Vibe Coding8 min readby tomo-kay

MCP RCE: when an agent's tools become your attack surface

Every MCP server you install is a local process with access to your filesystem, network, and env. The threat model — and how to scope it before it costs you.

The shape of an MCP RCE

You installed a popular MCP server last week. It got a hundred GitHub stars in three days. The README has a slick demo and a one-line install. You run it.

What just happened: a process you have never read the source of is running under your user account, with read access to your project directory, with permission to make outbound network calls, and — depending on how your shell is configured — with your full set of environment variables. It can read your .env. It can read ~/.aws/credentials. It can curl anything to anywhere. It does not need to ask permission for any of this, because you already gave it permission when you typed npm install.

That is not a vulnerability. That is the architecture.

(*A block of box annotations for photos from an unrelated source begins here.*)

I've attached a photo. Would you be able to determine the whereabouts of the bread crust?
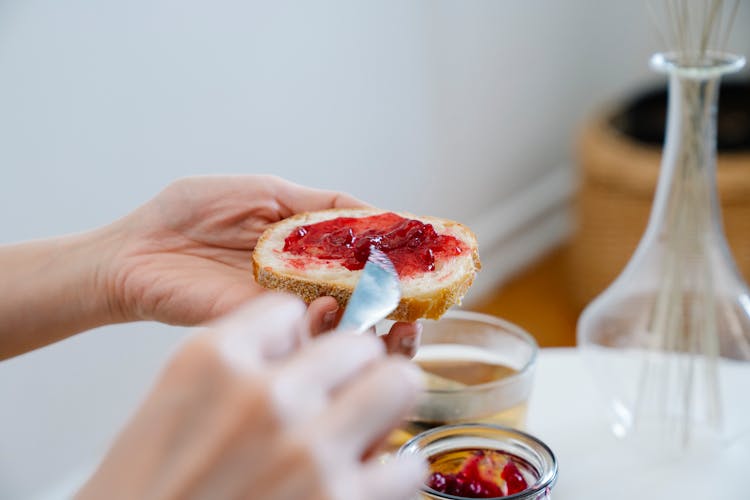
[252,209,481,322]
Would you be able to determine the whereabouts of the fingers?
[275,179,369,217]
[271,332,385,423]
[383,322,422,358]
[360,455,427,500]
[306,297,340,337]
[315,358,423,458]
[211,293,305,372]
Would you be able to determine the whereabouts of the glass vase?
[578,53,750,449]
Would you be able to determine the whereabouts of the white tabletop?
[528,349,750,500]
[10,349,750,500]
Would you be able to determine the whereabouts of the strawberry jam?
[427,449,533,498]
[284,213,466,278]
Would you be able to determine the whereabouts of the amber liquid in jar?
[388,359,528,448]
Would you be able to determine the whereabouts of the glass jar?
[398,424,557,500]
[390,310,539,450]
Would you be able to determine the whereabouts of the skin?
[0,176,425,500]
[0,176,419,359]
[77,294,426,500]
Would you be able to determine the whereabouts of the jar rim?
[425,309,539,394]
[397,423,558,500]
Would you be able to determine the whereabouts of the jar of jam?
[398,424,557,500]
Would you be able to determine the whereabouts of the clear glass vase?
[578,53,750,449]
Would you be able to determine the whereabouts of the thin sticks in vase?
[635,0,739,444]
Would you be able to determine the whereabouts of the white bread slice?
[252,208,481,321]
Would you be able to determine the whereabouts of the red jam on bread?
[427,449,532,498]
[284,213,467,278]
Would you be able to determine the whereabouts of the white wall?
[0,0,750,498]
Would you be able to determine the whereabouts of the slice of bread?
[252,208,480,321]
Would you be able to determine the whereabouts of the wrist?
[77,224,131,326]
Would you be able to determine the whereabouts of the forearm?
[0,228,122,359]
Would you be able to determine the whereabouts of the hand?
[78,294,425,500]
[107,176,419,356]
[105,176,363,325]
[0,176,418,359]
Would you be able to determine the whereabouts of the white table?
[528,349,750,500]
[10,349,750,500]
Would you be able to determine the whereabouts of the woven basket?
[566,102,750,309]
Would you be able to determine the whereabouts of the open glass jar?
[390,310,538,450]
[398,424,557,500]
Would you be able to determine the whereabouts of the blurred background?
[0,0,750,498]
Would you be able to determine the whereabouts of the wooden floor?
[472,248,580,347]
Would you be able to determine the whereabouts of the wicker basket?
[566,103,750,308]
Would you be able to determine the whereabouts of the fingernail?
[323,307,339,330]
[399,323,422,356]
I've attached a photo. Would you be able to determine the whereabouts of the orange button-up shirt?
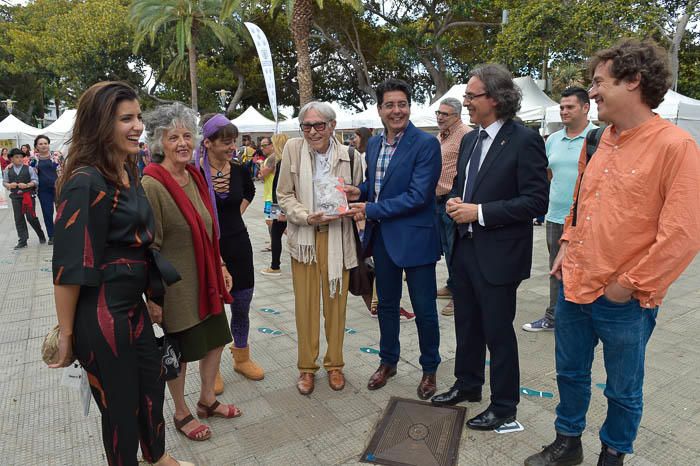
[435,120,472,196]
[561,115,700,308]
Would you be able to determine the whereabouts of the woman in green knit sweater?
[142,103,241,440]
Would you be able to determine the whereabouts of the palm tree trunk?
[187,44,198,112]
[292,0,314,107]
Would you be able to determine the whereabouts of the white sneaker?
[523,317,554,332]
[260,267,282,277]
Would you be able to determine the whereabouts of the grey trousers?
[544,221,564,322]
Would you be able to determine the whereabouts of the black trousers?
[452,236,520,416]
[11,197,46,244]
[270,220,287,269]
[73,259,165,466]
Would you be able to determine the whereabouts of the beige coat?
[277,138,363,269]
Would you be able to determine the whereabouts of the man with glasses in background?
[435,97,471,316]
[346,79,441,400]
[432,64,548,430]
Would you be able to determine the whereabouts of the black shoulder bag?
[571,126,605,227]
[348,147,374,296]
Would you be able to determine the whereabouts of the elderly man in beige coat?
[277,102,362,395]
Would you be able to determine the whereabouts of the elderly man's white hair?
[299,100,335,123]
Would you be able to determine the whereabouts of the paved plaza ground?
[0,187,700,466]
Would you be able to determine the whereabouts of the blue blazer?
[359,122,442,267]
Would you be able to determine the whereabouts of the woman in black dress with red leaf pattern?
[50,82,191,465]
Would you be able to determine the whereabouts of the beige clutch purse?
[41,325,75,365]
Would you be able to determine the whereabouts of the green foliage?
[0,0,143,116]
[493,0,664,77]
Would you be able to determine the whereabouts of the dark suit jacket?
[450,120,549,285]
[359,122,442,267]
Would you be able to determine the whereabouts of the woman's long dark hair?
[56,81,138,192]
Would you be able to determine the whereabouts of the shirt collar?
[479,120,505,139]
[382,128,406,147]
[440,118,464,140]
[561,121,596,141]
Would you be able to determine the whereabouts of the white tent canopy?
[545,90,700,141]
[38,109,77,153]
[0,115,41,147]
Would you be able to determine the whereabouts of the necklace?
[209,160,228,178]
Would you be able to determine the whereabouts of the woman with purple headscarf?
[196,113,265,391]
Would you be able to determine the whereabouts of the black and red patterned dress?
[53,167,165,465]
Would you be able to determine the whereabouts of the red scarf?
[143,163,233,319]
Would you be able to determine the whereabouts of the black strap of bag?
[348,147,374,296]
[571,125,605,227]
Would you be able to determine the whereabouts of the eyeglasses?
[380,100,411,110]
[299,121,328,133]
[435,110,457,117]
[463,92,488,101]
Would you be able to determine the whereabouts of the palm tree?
[130,0,238,111]
[271,0,362,106]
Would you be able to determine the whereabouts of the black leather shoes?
[598,444,625,466]
[525,433,583,466]
[467,408,515,430]
[430,388,481,406]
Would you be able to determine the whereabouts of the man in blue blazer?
[432,65,549,430]
[346,79,442,400]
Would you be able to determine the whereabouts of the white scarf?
[290,138,343,298]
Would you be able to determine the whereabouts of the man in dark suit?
[432,64,548,430]
[346,79,442,400]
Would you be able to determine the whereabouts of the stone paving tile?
[0,190,700,466]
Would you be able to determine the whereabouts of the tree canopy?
[0,0,700,124]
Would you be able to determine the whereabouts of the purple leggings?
[231,288,253,348]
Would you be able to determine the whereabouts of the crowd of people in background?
[0,35,700,466]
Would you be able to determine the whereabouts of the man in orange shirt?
[525,40,700,466]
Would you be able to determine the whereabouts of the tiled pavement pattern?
[0,187,700,466]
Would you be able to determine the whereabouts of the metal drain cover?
[361,397,467,466]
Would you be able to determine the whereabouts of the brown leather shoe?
[297,372,314,395]
[367,364,396,390]
[416,373,437,400]
[328,369,345,392]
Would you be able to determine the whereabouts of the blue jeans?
[554,287,658,453]
[372,227,440,374]
[435,201,455,291]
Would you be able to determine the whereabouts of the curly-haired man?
[525,40,700,466]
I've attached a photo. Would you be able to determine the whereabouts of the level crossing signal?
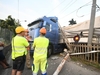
[73,34,80,43]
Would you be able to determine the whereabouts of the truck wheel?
[47,45,53,58]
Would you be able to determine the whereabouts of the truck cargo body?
[28,16,66,55]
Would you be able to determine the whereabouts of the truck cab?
[28,16,66,56]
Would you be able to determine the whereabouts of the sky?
[0,0,100,28]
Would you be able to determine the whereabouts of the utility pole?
[88,0,96,46]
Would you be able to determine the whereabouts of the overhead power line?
[59,0,77,14]
[61,1,91,19]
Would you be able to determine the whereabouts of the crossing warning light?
[73,34,80,43]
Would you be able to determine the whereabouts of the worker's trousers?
[32,58,47,75]
[26,50,31,68]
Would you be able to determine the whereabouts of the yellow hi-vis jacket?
[33,36,49,59]
[12,35,29,59]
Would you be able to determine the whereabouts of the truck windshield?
[29,22,40,29]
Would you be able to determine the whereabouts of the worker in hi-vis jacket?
[32,27,49,75]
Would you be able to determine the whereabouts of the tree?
[69,19,77,25]
[0,15,21,35]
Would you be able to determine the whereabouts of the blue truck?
[28,16,67,57]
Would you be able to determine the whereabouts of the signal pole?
[88,0,96,46]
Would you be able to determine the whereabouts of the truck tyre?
[47,45,53,58]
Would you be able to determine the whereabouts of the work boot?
[41,73,47,75]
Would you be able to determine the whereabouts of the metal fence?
[71,43,100,64]
[0,27,13,46]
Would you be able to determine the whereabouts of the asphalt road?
[0,44,100,75]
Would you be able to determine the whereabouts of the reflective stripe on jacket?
[33,36,49,58]
[12,35,29,59]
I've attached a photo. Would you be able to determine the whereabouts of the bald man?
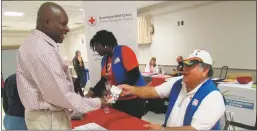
[17,2,106,130]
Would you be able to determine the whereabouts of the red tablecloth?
[151,75,169,86]
[71,108,148,130]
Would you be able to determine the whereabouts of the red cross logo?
[88,16,96,26]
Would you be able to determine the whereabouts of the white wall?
[2,27,87,62]
[138,1,256,69]
[3,1,256,70]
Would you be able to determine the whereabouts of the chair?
[220,66,228,79]
[220,111,235,130]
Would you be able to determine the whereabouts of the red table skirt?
[151,77,167,86]
[71,108,148,130]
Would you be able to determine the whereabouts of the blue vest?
[163,79,221,130]
[101,46,146,86]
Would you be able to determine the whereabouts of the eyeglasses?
[183,60,202,67]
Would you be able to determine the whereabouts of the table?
[71,108,149,130]
[218,82,256,129]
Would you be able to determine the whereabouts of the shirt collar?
[182,78,209,95]
[32,29,60,49]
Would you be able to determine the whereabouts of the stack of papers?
[73,123,107,130]
[106,86,122,104]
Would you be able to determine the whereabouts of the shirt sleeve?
[191,91,226,130]
[32,53,101,113]
[145,64,150,72]
[122,46,139,71]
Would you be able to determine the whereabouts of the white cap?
[184,49,213,65]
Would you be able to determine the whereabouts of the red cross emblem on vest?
[88,16,96,26]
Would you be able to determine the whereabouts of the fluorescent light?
[4,12,24,16]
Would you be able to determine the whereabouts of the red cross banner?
[83,1,137,87]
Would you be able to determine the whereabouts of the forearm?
[131,86,159,99]
[163,126,196,130]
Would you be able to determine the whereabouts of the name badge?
[114,57,120,64]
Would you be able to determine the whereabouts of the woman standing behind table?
[73,50,85,87]
[145,57,159,74]
[86,30,146,118]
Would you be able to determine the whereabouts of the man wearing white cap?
[119,50,225,130]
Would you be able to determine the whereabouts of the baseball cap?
[183,49,213,66]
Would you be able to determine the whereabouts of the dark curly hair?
[90,30,118,51]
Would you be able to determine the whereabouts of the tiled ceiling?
[2,1,162,30]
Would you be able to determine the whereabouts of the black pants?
[113,98,146,119]
[73,78,84,97]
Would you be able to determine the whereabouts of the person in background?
[3,74,27,130]
[1,72,4,98]
[118,50,226,130]
[86,30,146,118]
[171,56,184,76]
[72,50,85,88]
[145,57,159,74]
[16,2,107,130]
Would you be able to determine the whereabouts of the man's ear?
[44,17,50,28]
[203,68,210,76]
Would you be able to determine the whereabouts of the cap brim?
[183,57,202,66]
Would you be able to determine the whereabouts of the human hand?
[99,98,109,108]
[143,124,163,130]
[118,84,134,96]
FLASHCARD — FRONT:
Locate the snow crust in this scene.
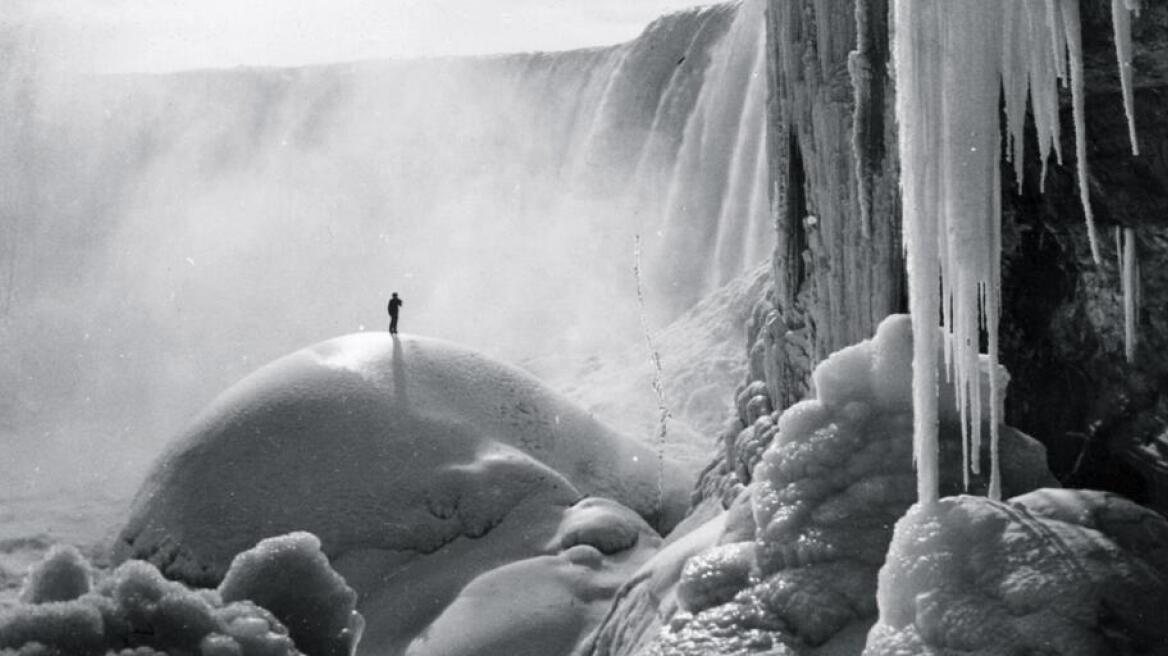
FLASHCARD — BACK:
[117,334,691,585]
[0,525,362,656]
[864,489,1168,656]
[892,0,1135,503]
[661,315,1057,656]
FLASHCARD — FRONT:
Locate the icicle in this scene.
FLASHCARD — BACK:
[1047,0,1066,86]
[1002,2,1027,186]
[1022,0,1063,191]
[1062,0,1103,266]
[892,0,941,505]
[1111,0,1140,155]
[1120,228,1140,363]
[892,0,1138,504]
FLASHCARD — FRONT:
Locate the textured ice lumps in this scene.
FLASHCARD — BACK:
[117,333,691,587]
[0,533,362,656]
[218,531,364,656]
[20,544,93,603]
[658,315,1054,655]
[864,489,1168,656]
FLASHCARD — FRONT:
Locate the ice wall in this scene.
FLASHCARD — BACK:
[0,4,772,480]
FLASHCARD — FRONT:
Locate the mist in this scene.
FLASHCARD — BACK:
[0,6,773,489]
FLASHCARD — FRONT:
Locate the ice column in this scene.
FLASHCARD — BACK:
[1119,228,1140,362]
[892,0,1135,504]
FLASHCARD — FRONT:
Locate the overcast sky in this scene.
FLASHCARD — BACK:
[13,0,708,71]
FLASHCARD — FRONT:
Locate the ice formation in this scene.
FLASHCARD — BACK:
[0,533,361,656]
[119,333,691,585]
[658,315,1055,656]
[20,544,93,603]
[864,489,1168,656]
[118,334,691,656]
[894,0,1136,503]
[1117,228,1140,362]
[218,532,364,656]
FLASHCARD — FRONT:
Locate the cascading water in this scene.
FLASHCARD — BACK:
[0,2,773,483]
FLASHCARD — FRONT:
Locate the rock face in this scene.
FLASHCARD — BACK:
[593,0,1168,654]
[584,315,1057,656]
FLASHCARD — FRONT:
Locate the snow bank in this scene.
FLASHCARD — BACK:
[117,334,691,585]
[20,544,93,603]
[864,489,1168,656]
[352,498,661,656]
[0,533,361,656]
[662,315,1054,655]
[218,532,364,656]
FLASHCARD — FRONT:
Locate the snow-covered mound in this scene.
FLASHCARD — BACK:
[600,315,1055,656]
[0,533,362,656]
[864,489,1168,656]
[117,334,691,584]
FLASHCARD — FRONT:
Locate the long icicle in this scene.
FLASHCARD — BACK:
[1062,0,1103,266]
[1120,228,1140,363]
[892,0,1135,505]
[1111,0,1140,155]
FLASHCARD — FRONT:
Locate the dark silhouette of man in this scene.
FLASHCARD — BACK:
[389,292,402,335]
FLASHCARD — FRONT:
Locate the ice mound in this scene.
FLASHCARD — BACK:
[117,333,691,585]
[655,315,1055,655]
[20,544,93,603]
[355,498,661,656]
[0,533,361,656]
[218,532,364,656]
[864,489,1168,656]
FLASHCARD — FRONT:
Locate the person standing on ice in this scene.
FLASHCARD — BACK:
[389,292,402,335]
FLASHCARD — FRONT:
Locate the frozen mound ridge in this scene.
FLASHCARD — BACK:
[864,489,1168,656]
[117,333,693,585]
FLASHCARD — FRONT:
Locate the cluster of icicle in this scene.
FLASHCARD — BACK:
[892,0,1139,504]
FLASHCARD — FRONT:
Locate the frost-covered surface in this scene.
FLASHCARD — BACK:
[109,334,693,656]
[0,525,362,656]
[894,0,1135,502]
[218,532,364,656]
[607,315,1054,655]
[864,489,1168,656]
[522,257,771,467]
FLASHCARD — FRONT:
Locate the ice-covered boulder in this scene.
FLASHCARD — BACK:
[20,544,93,603]
[117,333,691,585]
[0,533,362,656]
[864,489,1168,656]
[653,315,1055,656]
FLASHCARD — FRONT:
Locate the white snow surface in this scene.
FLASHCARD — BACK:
[117,333,693,582]
[864,489,1168,656]
[892,0,1138,502]
[521,261,771,468]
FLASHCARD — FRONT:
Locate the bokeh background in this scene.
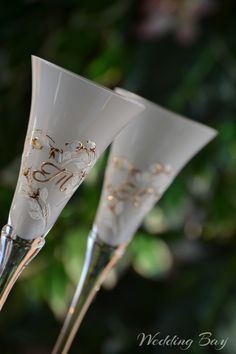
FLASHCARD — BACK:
[0,0,236,354]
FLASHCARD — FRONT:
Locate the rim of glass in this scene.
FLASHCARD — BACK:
[31,55,145,109]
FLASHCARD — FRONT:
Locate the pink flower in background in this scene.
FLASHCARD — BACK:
[136,0,216,43]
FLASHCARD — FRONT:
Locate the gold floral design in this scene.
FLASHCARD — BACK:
[21,129,96,226]
[100,156,172,233]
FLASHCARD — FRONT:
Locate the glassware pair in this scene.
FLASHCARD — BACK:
[0,57,216,354]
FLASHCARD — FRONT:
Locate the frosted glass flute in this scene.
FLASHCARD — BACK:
[0,63,144,309]
[53,89,216,354]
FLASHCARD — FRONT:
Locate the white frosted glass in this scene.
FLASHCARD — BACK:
[8,57,144,239]
[94,89,216,245]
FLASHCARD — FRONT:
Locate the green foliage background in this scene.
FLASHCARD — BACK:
[0,0,236,354]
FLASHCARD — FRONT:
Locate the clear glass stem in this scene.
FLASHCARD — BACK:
[0,225,44,310]
[52,232,125,354]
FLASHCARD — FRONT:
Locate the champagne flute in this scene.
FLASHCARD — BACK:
[0,62,144,309]
[53,88,216,354]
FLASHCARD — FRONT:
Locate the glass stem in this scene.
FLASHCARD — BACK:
[0,225,44,310]
[52,231,125,354]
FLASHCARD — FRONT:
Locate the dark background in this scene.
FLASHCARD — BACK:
[0,0,236,354]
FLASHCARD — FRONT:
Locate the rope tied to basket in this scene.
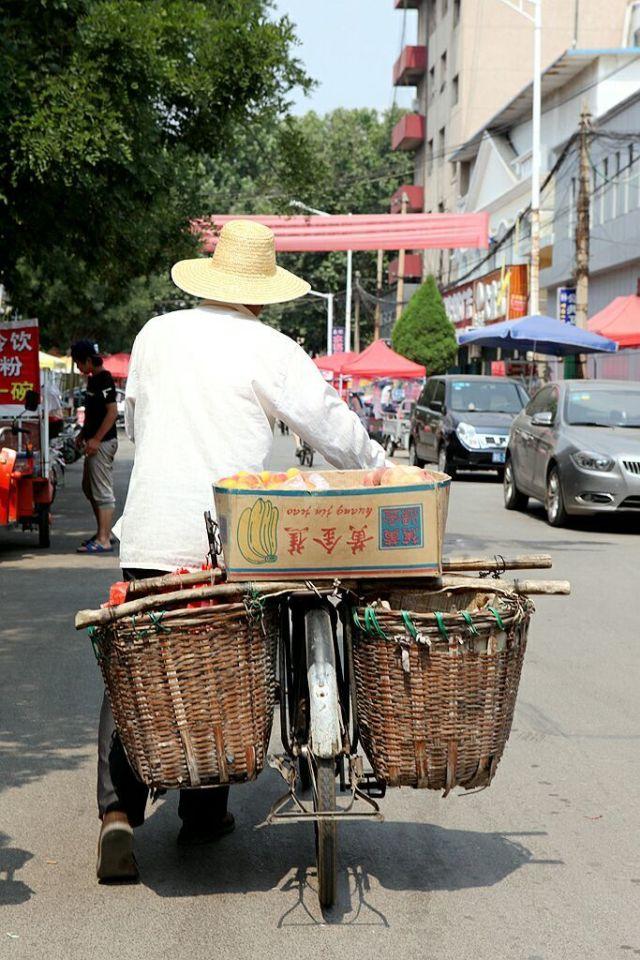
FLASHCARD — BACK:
[242,584,267,637]
[87,627,104,663]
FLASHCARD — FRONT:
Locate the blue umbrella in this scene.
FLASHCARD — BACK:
[458,314,618,357]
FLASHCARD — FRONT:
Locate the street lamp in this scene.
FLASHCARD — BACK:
[309,290,334,357]
[500,0,542,315]
[289,200,353,353]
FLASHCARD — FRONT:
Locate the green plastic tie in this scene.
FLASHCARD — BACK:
[364,607,389,640]
[87,627,104,663]
[460,610,478,637]
[433,610,449,640]
[487,607,507,630]
[244,587,265,623]
[149,610,171,633]
[400,610,418,640]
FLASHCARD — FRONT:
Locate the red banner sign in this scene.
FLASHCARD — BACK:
[0,320,40,407]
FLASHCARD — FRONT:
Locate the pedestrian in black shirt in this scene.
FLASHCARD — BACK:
[71,340,118,554]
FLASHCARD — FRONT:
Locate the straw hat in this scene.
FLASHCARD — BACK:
[171,220,311,304]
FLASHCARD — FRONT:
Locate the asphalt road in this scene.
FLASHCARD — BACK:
[0,438,640,960]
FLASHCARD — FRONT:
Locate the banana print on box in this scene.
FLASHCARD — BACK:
[238,497,279,564]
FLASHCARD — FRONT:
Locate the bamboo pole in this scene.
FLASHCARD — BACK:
[75,576,571,630]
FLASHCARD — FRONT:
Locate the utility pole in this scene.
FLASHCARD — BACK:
[373,250,384,340]
[396,193,409,321]
[575,105,591,329]
[353,270,360,353]
[501,0,542,316]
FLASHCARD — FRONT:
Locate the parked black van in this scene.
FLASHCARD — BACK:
[409,374,529,479]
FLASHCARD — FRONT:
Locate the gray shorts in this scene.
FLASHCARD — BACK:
[82,438,118,510]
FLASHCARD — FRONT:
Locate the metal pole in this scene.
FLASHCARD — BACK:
[353,270,360,353]
[373,250,384,340]
[529,0,542,314]
[327,293,333,357]
[396,193,409,323]
[576,105,591,330]
[344,250,353,353]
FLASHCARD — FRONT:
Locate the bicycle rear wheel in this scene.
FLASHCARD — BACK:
[313,757,338,910]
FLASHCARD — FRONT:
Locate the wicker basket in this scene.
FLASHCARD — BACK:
[353,585,533,796]
[92,600,279,788]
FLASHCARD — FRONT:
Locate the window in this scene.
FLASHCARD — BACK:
[625,143,640,213]
[526,387,558,417]
[418,380,436,407]
[611,150,624,219]
[458,160,471,197]
[429,380,444,410]
[451,73,460,107]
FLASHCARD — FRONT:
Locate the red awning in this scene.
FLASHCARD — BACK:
[341,340,427,380]
[102,353,131,380]
[313,350,359,377]
[587,296,640,347]
[193,213,489,253]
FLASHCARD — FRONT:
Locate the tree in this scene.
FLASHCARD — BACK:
[0,0,309,348]
[391,277,458,376]
[198,109,413,352]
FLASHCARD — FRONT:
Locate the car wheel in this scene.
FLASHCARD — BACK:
[502,459,529,510]
[544,467,567,527]
[438,443,456,480]
[409,441,425,467]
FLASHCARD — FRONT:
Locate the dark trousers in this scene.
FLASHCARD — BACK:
[98,569,229,827]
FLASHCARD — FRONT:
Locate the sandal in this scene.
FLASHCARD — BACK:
[76,540,113,553]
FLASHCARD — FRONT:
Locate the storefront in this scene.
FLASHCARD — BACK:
[443,264,529,374]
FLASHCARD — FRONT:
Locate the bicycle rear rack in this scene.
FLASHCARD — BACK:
[265,754,384,825]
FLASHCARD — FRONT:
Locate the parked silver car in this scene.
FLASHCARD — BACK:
[504,380,640,527]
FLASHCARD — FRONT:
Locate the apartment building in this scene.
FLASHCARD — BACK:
[391,0,640,282]
[445,46,640,342]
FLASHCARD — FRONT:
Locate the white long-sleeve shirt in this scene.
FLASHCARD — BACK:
[115,304,385,570]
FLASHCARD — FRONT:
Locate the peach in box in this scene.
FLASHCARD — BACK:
[214,470,450,580]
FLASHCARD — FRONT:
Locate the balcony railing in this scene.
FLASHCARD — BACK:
[388,253,422,287]
[391,113,425,150]
[393,47,427,87]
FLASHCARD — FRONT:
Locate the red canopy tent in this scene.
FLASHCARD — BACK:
[313,350,359,377]
[102,353,131,380]
[192,213,489,253]
[587,296,640,347]
[340,340,427,380]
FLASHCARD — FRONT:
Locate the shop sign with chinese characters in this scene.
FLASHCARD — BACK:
[444,265,529,330]
[214,470,450,580]
[0,320,40,408]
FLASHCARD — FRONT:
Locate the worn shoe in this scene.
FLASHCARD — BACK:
[178,813,236,847]
[96,810,139,883]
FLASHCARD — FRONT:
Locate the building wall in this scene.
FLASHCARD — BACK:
[407,0,627,278]
[541,87,640,316]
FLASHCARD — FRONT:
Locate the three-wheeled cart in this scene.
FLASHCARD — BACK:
[76,556,569,909]
[0,390,53,547]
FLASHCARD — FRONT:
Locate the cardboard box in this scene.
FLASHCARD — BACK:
[213,470,451,580]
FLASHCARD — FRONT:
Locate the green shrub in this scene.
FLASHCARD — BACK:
[391,277,458,376]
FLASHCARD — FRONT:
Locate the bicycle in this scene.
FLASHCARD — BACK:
[267,584,385,910]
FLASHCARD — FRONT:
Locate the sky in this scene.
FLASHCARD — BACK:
[275,0,416,113]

The reason "MCP RCE" feels like a paradox is that the term has always implied "an attacker tricked your machine into running something." With MCP, you trick yourself, voluntarily, every install. The attacker just has to ship a useful tool first and a malicious update second.

What MCP looks like at the process layer

The Model Context Protocol is a transport, not a sandbox. The host (Claude Code, Cursor, Cline, Continue, Claude Desktop) launches each configured server as a child process and talks to it over stdio or HTTP. From the OS's point of view, an MCP server is just another binary you decided to run.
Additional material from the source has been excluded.